Previously we performed similar CNV analyses on other phenotypes from the WTCCC dataset (schizophrenia, n = 471, bipolar disorder, n = 1697, and controls, n = 2806) (Kirov et al., 2009a; Grozeva et al., 2010). All these sample sets were genotyped in the same pipeline along with CAD, CD, RA, HT, T1D and T2D (Wellcome Trust Case Control Consortium, 2007; O'Donovan et al., 2008a). This work allowed us to compare the CNV calling performed in house (Kirov et al., 2009a; Grozeva et al., 2010), with that performed independently by the WTCCC. Agreement between the calls for these large CNVs was 100% (35 schizophrenia-associated CNVs called by both teams). Thus we can conclude that we are not introducing bias by analysing CNVs called at different sites by different analytical methods. This conclusion is in agreement with the widely accepted view that CNVs larger than 500,000 bp are reliably called with any high-density microarrays. All CNVs discussed in this report are > 600,000 bp long and covered with between 25 to several hundred probes on the arrays, allowing a reliable comparison with the previous studies.
All chromosomal positions presented in this paper are according to NCBI Build 36 (hg18), March 2006 of the UCSC Genome Browser.

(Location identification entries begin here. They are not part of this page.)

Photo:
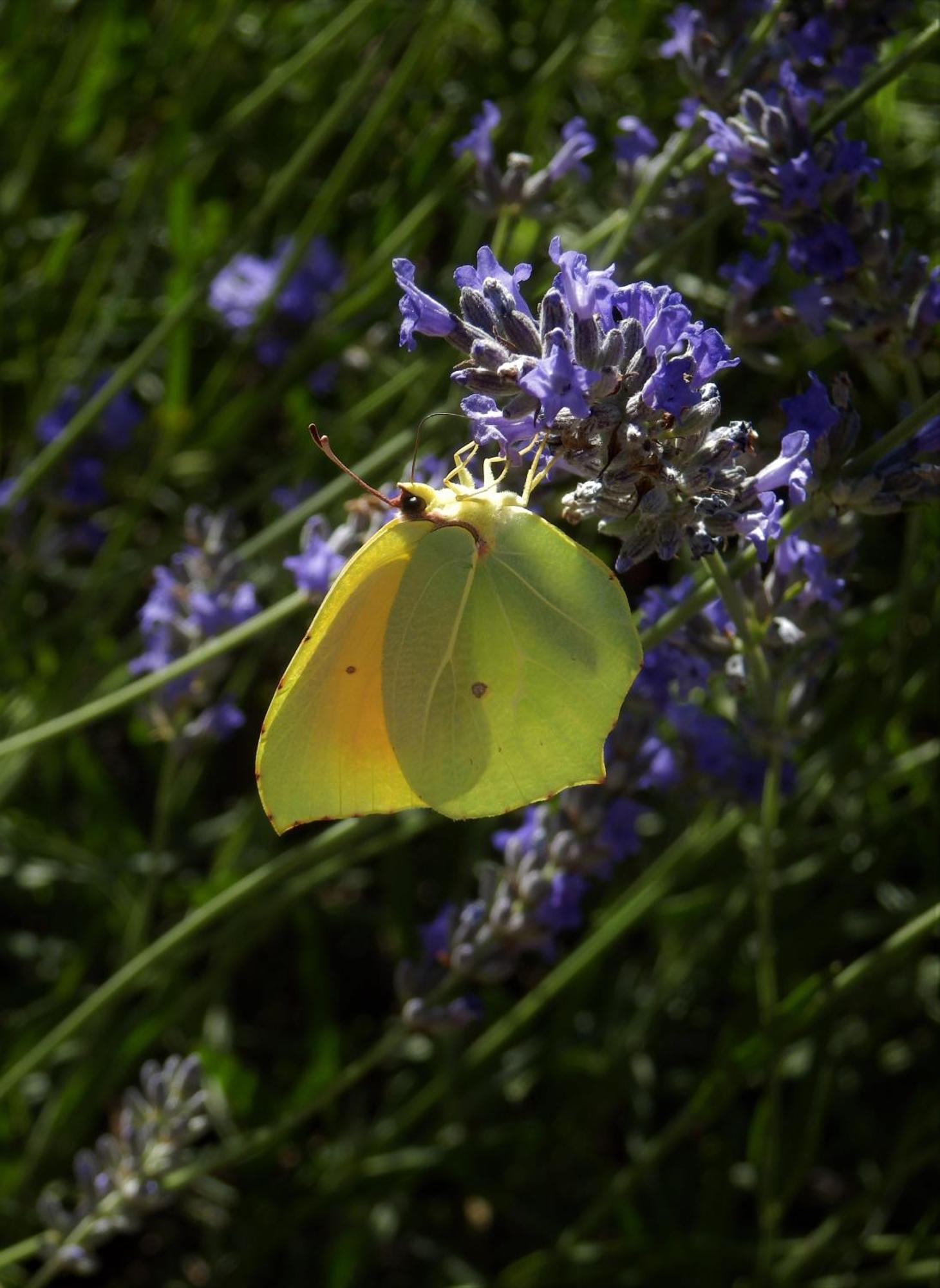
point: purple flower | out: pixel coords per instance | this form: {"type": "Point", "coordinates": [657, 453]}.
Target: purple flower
{"type": "Point", "coordinates": [558, 382]}
{"type": "Point", "coordinates": [795, 556]}
{"type": "Point", "coordinates": [812, 42]}
{"type": "Point", "coordinates": [763, 525]}
{"type": "Point", "coordinates": [684, 23]}
{"type": "Point", "coordinates": [709, 352]}
{"type": "Point", "coordinates": [829, 253]}
{"type": "Point", "coordinates": [480, 141]}
{"type": "Point", "coordinates": [928, 314]}
{"type": "Point", "coordinates": [317, 566]}
{"type": "Point", "coordinates": [659, 310]}
{"type": "Point", "coordinates": [491, 427]}
{"type": "Point", "coordinates": [436, 936]}
{"type": "Point", "coordinates": [802, 181]}
{"type": "Point", "coordinates": [852, 156]}
{"type": "Point", "coordinates": [241, 288]}
{"type": "Point", "coordinates": [790, 469]}
{"type": "Point", "coordinates": [213, 612]}
{"type": "Point", "coordinates": [750, 272]}
{"type": "Point", "coordinates": [853, 65]}
{"type": "Point", "coordinates": [670, 386]}
{"type": "Point", "coordinates": [813, 305]}
{"type": "Point", "coordinates": [588, 292]}
{"type": "Point", "coordinates": [578, 144]}
{"type": "Point", "coordinates": [527, 837]}
{"type": "Point", "coordinates": [660, 766]}
{"type": "Point", "coordinates": [617, 833]}
{"type": "Point", "coordinates": [306, 294]}
{"type": "Point", "coordinates": [489, 266]}
{"type": "Point", "coordinates": [420, 312]}
{"type": "Point", "coordinates": [812, 412]}
{"type": "Point", "coordinates": [638, 141]}
{"type": "Point", "coordinates": [562, 909]}
{"type": "Point", "coordinates": [727, 144]}
{"type": "Point", "coordinates": [217, 722]}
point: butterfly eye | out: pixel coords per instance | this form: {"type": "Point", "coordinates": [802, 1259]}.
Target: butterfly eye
{"type": "Point", "coordinates": [411, 506]}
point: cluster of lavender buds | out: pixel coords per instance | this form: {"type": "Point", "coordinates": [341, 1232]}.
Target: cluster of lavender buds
{"type": "Point", "coordinates": [516, 187]}
{"type": "Point", "coordinates": [831, 423]}
{"type": "Point", "coordinates": [247, 284]}
{"type": "Point", "coordinates": [860, 276]}
{"type": "Point", "coordinates": [120, 1180]}
{"type": "Point", "coordinates": [80, 489]}
{"type": "Point", "coordinates": [830, 46]}
{"type": "Point", "coordinates": [202, 594]}
{"type": "Point", "coordinates": [617, 383]}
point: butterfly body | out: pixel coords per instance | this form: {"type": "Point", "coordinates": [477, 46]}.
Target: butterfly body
{"type": "Point", "coordinates": [471, 658]}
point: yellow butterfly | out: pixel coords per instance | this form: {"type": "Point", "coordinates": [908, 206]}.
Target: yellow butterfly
{"type": "Point", "coordinates": [471, 658]}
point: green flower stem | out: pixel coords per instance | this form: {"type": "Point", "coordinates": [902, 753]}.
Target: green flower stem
{"type": "Point", "coordinates": [280, 78]}
{"type": "Point", "coordinates": [137, 690]}
{"type": "Point", "coordinates": [334, 844]}
{"type": "Point", "coordinates": [759, 672]}
{"type": "Point", "coordinates": [276, 193]}
{"type": "Point", "coordinates": [633, 906]}
{"type": "Point", "coordinates": [670, 621]}
{"type": "Point", "coordinates": [879, 79]}
{"type": "Point", "coordinates": [896, 437]}
{"type": "Point", "coordinates": [796, 1014]}
{"type": "Point", "coordinates": [23, 1251]}
{"type": "Point", "coordinates": [626, 913]}
{"type": "Point", "coordinates": [341, 175]}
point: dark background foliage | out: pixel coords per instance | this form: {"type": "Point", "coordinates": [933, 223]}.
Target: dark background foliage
{"type": "Point", "coordinates": [639, 1111]}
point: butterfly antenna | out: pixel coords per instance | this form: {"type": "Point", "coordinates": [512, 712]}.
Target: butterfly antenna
{"type": "Point", "coordinates": [324, 445]}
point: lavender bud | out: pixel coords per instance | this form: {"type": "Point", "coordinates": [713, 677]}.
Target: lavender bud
{"type": "Point", "coordinates": [633, 338]}
{"type": "Point", "coordinates": [500, 299]}
{"type": "Point", "coordinates": [669, 539]}
{"type": "Point", "coordinates": [608, 384]}
{"type": "Point", "coordinates": [777, 131]}
{"type": "Point", "coordinates": [477, 311]}
{"type": "Point", "coordinates": [587, 342]}
{"type": "Point", "coordinates": [482, 382]}
{"type": "Point", "coordinates": [637, 548]}
{"type": "Point", "coordinates": [612, 350]}
{"type": "Point", "coordinates": [753, 108]}
{"type": "Point", "coordinates": [518, 167]}
{"type": "Point", "coordinates": [521, 406]}
{"type": "Point", "coordinates": [522, 333]}
{"type": "Point", "coordinates": [553, 314]}
{"type": "Point", "coordinates": [489, 354]}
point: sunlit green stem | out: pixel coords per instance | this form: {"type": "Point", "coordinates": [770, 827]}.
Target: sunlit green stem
{"type": "Point", "coordinates": [759, 672]}
{"type": "Point", "coordinates": [334, 842]}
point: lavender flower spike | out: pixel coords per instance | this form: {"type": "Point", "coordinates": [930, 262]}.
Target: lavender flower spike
{"type": "Point", "coordinates": [420, 312]}
{"type": "Point", "coordinates": [578, 144]}
{"type": "Point", "coordinates": [480, 141]}
{"type": "Point", "coordinates": [558, 382]}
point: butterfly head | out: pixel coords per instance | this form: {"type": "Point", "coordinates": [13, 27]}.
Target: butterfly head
{"type": "Point", "coordinates": [415, 500]}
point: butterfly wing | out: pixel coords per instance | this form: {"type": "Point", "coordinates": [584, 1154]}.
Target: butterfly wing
{"type": "Point", "coordinates": [505, 672]}
{"type": "Point", "coordinates": [325, 749]}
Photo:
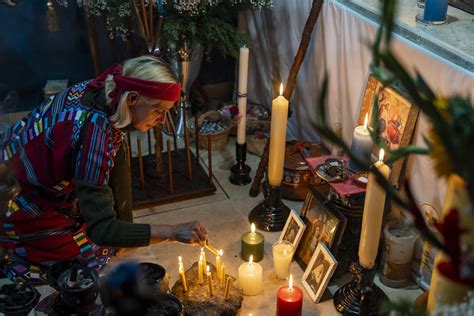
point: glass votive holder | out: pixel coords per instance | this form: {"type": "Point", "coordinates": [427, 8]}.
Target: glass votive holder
{"type": "Point", "coordinates": [282, 254]}
{"type": "Point", "coordinates": [399, 242]}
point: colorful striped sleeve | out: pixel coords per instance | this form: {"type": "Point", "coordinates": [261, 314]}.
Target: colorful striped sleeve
{"type": "Point", "coordinates": [94, 159]}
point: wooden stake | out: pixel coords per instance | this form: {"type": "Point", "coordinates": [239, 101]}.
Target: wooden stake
{"type": "Point", "coordinates": [209, 156]}
{"type": "Point", "coordinates": [129, 158]}
{"type": "Point", "coordinates": [196, 137]}
{"type": "Point", "coordinates": [291, 82]}
{"type": "Point", "coordinates": [140, 163]}
{"type": "Point", "coordinates": [145, 19]}
{"type": "Point", "coordinates": [158, 148]}
{"type": "Point", "coordinates": [227, 288]}
{"type": "Point", "coordinates": [170, 167]}
{"type": "Point", "coordinates": [150, 11]}
{"type": "Point", "coordinates": [188, 154]}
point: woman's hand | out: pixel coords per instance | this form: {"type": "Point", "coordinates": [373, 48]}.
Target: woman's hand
{"type": "Point", "coordinates": [190, 233]}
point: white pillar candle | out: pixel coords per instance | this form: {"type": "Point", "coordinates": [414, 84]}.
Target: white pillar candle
{"type": "Point", "coordinates": [222, 275]}
{"type": "Point", "coordinates": [242, 94]}
{"type": "Point", "coordinates": [250, 277]}
{"type": "Point", "coordinates": [200, 271]}
{"type": "Point", "coordinates": [209, 281]}
{"type": "Point", "coordinates": [277, 139]}
{"type": "Point", "coordinates": [218, 264]}
{"type": "Point", "coordinates": [372, 218]}
{"type": "Point", "coordinates": [181, 274]}
{"type": "Point", "coordinates": [204, 262]}
{"type": "Point", "coordinates": [361, 144]}
{"type": "Point", "coordinates": [282, 254]}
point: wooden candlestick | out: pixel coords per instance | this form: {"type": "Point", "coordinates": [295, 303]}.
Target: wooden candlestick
{"type": "Point", "coordinates": [188, 154]}
{"type": "Point", "coordinates": [196, 137]}
{"type": "Point", "coordinates": [129, 142]}
{"type": "Point", "coordinates": [148, 135]}
{"type": "Point", "coordinates": [140, 163]}
{"type": "Point", "coordinates": [158, 148]}
{"type": "Point", "coordinates": [170, 167]}
{"type": "Point", "coordinates": [227, 287]}
{"type": "Point", "coordinates": [209, 156]}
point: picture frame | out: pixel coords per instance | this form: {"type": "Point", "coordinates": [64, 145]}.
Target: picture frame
{"type": "Point", "coordinates": [293, 230]}
{"type": "Point", "coordinates": [319, 271]}
{"type": "Point", "coordinates": [323, 224]}
{"type": "Point", "coordinates": [397, 120]}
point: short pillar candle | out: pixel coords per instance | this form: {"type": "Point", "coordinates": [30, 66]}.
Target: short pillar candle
{"type": "Point", "coordinates": [251, 277]}
{"type": "Point", "coordinates": [252, 244]}
{"type": "Point", "coordinates": [289, 300]}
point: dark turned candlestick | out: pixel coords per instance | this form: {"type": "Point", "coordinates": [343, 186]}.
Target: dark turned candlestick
{"type": "Point", "coordinates": [360, 296]}
{"type": "Point", "coordinates": [271, 214]}
{"type": "Point", "coordinates": [240, 171]}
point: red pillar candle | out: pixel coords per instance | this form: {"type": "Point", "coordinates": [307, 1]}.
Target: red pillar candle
{"type": "Point", "coordinates": [290, 300]}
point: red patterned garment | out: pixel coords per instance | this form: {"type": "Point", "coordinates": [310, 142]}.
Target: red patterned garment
{"type": "Point", "coordinates": [59, 142]}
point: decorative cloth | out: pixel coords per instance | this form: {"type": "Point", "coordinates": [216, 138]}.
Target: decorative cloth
{"type": "Point", "coordinates": [154, 89]}
{"type": "Point", "coordinates": [43, 224]}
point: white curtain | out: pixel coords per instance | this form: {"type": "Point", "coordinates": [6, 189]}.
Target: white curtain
{"type": "Point", "coordinates": [340, 45]}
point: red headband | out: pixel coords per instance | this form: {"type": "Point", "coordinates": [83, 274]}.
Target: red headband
{"type": "Point", "coordinates": [154, 89]}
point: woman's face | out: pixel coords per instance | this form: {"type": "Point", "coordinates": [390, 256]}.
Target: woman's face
{"type": "Point", "coordinates": [146, 115]}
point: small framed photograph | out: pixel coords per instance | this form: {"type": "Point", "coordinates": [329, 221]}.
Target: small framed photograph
{"type": "Point", "coordinates": [323, 224]}
{"type": "Point", "coordinates": [319, 272]}
{"type": "Point", "coordinates": [293, 230]}
{"type": "Point", "coordinates": [396, 121]}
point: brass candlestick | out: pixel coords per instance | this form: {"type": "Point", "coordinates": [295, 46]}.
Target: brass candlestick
{"type": "Point", "coordinates": [360, 296]}
{"type": "Point", "coordinates": [271, 214]}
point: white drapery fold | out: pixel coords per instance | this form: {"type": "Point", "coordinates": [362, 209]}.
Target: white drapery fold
{"type": "Point", "coordinates": [340, 45]}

We chose to analyse loci that have received replicated evidence from multiple large studies (International Schizophrenia Consortium, 2008; Stefansson et al., 2008; Kirov et al., 2009a, 2009b; McCarthy et al., 2009; Moreno-De-Luca et al., 2010; Mulle et al., 2010; Ingason et al., 2011; Levinson et al., 2011). The vast majority of samples were of white European ancestry, with the exception of 1274 schizophrenia cases and 963 controls of African American origin who were included in the study of Levinson and colleagues (Levinson et al., 2011). Details of the previous evidence for each locus are presented in the Results and Discussion sections and Table 1. We compared the frequency of CNVs in the WTCCC reference set with that in the schizophrenia cases taken from the largest published studies or reviews (for 1q21.1, 15q13.3, 16p11.2, 17p12, 17q12 and 22q11.2) or from combined data from studies that had at least 1000 cases and 1000 controls (for 3q29, 15q11.2 and 16p13.1), excluding any individuals who had taken part in more than one of these studies (International Schizophrenia Consortium, 2008; Kirov et al., 2009a; McCarthy et al., 2009; Moreno-De-Luca et al., 2010; Mulle et al., 2010; Ingason et al., 2011; Levinson et al., 2011). Deletions at the NRXN1 gene, also implicated as a risk factor for schizophrenia, (Kirov et al., 2009b) or at other individual genes implicated recently (Levinson et al., 2011) were not analysed as the CNVs affecting them are usually much smaller than 500,000 bp and can be missed with the lower-resolution array used in the current study. We did not attempt a formal meta-analysis, which would not be appropriate, as the new set of studied individuals does not include people affected with schizophrenia. Therefore, for uniformity, we present all results with a pooled analysis of all available individuals performed with the Fisher's Exact Test. Formal meta-analyses results are available for some of the published loci and the odds ratios (OR) and p-values reported by these two statistical methods in the previous studies are very similar (Levinson et al., 2011).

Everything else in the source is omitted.